The servicing standards, meanwhile, have not emerged, as seen by the fact that horror stories continue to happen without much abatement. The only real difference in the industry since the settlement is that the banks feel like their exposure has lessened, so they’re filing all kinds of foreclosure actions with the same bogus documents. I don’t know who this “helps” or why investors will see this as a chance to re-enter a broken marketplace. Donovan makes the case, but he’s kidding himself. There was one private label deal in all of last year, and I’d be surprised if that gets duplicated at all. Yves is worth reading on this.
• As for the specific provisions, Donovan spouts the same rhetoric:
You’re asking about some specific provisions that we’ve heard concerns about. We worked hard to make sure that the interest of investors was protected in the settlement. We made it very clear that nothing in the settlement contradicts the requirements that a servicer when they’re modifying a loan it has to be in the interest of the investors. It has to be a positive economic impact for the investors. And we also worked hard to make sure that when a first lien is being written down that a second lien would also be reduced as well. Now I understand from an investors point of view it’s not perfect. We are having conversations with them, and we can certainly to look to make changes in the future or to improve from their perspective the way this works.

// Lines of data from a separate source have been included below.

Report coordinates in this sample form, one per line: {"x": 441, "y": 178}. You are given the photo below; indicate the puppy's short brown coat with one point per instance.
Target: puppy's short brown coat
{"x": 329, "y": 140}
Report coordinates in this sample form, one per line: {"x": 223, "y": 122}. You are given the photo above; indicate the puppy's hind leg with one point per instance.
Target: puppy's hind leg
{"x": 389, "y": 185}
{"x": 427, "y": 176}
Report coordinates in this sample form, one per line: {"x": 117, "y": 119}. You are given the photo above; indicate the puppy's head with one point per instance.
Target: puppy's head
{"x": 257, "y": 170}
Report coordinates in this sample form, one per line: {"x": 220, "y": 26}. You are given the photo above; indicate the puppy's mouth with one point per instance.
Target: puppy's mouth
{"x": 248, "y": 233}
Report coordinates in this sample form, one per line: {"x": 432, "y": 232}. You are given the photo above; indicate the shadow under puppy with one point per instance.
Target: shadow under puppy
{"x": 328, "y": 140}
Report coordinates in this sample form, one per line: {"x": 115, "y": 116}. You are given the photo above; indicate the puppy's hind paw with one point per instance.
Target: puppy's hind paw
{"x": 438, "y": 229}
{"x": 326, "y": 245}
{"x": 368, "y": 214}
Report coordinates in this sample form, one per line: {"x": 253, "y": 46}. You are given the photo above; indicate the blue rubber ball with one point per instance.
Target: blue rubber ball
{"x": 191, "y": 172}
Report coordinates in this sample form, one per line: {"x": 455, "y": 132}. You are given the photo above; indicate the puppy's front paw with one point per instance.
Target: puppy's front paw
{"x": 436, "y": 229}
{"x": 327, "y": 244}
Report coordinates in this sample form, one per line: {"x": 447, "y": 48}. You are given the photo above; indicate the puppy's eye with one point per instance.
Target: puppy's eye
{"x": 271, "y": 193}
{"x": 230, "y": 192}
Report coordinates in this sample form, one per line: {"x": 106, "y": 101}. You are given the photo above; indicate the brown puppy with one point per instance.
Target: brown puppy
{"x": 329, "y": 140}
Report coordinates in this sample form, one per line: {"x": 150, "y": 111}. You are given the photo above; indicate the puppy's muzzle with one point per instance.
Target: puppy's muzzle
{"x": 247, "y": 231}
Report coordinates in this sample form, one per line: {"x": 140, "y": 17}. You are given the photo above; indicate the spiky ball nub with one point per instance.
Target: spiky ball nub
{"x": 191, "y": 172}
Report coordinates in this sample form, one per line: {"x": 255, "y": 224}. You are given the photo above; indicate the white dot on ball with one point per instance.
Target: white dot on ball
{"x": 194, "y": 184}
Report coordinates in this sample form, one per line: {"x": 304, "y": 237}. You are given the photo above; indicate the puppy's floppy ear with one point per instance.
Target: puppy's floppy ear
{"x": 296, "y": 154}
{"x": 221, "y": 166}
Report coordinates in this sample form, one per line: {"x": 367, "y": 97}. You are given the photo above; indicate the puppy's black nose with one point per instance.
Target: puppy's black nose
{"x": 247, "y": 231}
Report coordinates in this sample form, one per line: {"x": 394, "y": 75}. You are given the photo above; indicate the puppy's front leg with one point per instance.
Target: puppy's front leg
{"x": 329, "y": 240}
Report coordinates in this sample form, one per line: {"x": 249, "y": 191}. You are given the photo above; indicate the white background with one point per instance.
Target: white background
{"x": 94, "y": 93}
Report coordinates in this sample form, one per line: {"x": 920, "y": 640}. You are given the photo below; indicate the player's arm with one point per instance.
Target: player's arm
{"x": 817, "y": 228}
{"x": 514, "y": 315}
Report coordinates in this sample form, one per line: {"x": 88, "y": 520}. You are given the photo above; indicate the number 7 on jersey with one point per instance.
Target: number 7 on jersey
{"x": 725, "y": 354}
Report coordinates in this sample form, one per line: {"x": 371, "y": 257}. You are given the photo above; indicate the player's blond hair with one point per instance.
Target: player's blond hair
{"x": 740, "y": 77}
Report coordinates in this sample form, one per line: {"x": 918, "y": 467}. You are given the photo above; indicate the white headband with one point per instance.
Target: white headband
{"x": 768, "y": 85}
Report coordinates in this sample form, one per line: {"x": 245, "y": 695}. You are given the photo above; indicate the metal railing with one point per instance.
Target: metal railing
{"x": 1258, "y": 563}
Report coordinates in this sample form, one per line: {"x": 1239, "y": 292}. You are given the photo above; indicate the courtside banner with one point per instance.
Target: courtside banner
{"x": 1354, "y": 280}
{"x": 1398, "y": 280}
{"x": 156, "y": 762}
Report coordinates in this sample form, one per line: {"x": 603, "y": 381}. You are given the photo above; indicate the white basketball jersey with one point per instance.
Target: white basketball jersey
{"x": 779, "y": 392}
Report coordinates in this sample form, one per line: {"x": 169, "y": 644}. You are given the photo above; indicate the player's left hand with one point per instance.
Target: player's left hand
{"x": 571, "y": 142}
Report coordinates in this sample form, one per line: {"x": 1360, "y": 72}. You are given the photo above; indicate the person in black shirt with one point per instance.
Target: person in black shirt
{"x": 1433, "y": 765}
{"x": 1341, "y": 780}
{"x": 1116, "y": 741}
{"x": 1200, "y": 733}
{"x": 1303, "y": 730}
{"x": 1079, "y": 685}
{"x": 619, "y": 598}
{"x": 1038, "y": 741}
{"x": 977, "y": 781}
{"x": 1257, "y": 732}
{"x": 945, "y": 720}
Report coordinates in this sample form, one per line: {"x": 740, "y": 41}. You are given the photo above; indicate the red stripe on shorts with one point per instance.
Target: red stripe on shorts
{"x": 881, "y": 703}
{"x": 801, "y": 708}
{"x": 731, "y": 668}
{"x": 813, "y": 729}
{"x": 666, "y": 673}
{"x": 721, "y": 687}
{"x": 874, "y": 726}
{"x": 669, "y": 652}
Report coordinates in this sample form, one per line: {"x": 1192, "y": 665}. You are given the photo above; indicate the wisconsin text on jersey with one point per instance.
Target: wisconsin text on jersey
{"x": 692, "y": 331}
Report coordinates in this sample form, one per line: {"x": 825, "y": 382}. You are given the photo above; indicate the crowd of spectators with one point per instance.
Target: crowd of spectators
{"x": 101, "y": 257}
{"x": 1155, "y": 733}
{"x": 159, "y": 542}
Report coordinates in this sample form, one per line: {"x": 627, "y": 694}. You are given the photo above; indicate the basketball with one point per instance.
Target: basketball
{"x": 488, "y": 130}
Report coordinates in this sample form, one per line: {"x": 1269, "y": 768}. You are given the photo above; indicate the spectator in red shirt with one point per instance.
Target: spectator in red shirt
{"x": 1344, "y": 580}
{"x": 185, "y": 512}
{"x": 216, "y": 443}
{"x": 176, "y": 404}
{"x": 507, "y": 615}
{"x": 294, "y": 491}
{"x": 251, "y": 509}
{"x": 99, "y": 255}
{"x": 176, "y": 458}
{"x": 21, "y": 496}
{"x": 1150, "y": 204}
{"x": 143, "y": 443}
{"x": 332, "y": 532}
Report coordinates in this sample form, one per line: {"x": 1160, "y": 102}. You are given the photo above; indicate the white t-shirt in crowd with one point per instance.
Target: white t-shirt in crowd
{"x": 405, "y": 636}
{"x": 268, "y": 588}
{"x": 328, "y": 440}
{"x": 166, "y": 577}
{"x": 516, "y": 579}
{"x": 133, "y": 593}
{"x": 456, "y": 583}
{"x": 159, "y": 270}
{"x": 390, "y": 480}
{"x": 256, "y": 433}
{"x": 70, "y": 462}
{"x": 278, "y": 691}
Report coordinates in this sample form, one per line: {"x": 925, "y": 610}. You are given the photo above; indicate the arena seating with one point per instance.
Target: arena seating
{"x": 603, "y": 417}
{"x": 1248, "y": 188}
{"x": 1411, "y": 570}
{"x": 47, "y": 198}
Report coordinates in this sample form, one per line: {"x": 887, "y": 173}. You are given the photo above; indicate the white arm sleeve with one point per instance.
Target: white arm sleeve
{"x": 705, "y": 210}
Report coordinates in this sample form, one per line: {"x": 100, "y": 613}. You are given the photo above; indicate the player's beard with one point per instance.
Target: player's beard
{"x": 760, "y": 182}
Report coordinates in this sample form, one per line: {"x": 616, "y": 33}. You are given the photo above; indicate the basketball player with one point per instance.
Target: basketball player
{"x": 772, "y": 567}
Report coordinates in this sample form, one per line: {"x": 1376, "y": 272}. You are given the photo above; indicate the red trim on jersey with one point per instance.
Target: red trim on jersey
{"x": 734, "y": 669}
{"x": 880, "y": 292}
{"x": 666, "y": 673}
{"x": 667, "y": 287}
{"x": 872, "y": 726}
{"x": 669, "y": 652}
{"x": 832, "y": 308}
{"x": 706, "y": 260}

How exactly are changes going to be made? The settlement was quietly approved by a judge on Thursday. And again, just reducing the second lien without wiping it out before touching the firsts enriches the banks. That’s just a factual statement.
Then there was this non sequitur (it’s a paraphrase):
[Q: Why are banks allowed to get credit in this settlement for things they’re already doing anyway?
DONOVAN: They’re not writing down principal….]
Um, OK. I guess Donovan REALLY doesn’t want to talk about how 1/4 of the bank’s penalty can come from those routine actions.
• Finally, there was the moment where Donovan was asked to be penitent:
Q: (Paraphrased) It is January 2009. You’re coming into office as the HUD secretary. Knowing everything you’ve now learned from the past three years, what are two or three things that you would do differently?
DONOVAN: Maybe the most important thing that we’ve learned is how difficult it is to get the servicers, and not just the servicers but all the various players in our housing market to move to helping homeowners.
Q: (Paraphrased) So would you have required them to do certain things?
DONOVAN: That leads to a couple of things. One is we would have put more requirements and that’s where the settlement is so important and where the president and I realized we had a real opportunity is through this enforcement action we could force servicers to do something. We could force them to begin to write down principal and other things that we had provided incentives for them before.
Nobody said untangling this housing mess is easy, and I’m all for the learning process. But it seems to me that THREE YEARS is a bit of a strong learning curve. Especially when, after all the violations of program guidelines in HAMP, the Treasury Department just up and handed out the incentive payments to servicers without sanctions. Not to mention all the inequities in the settlement and in HARP and the like which keep rebounding to the benefit of the banks.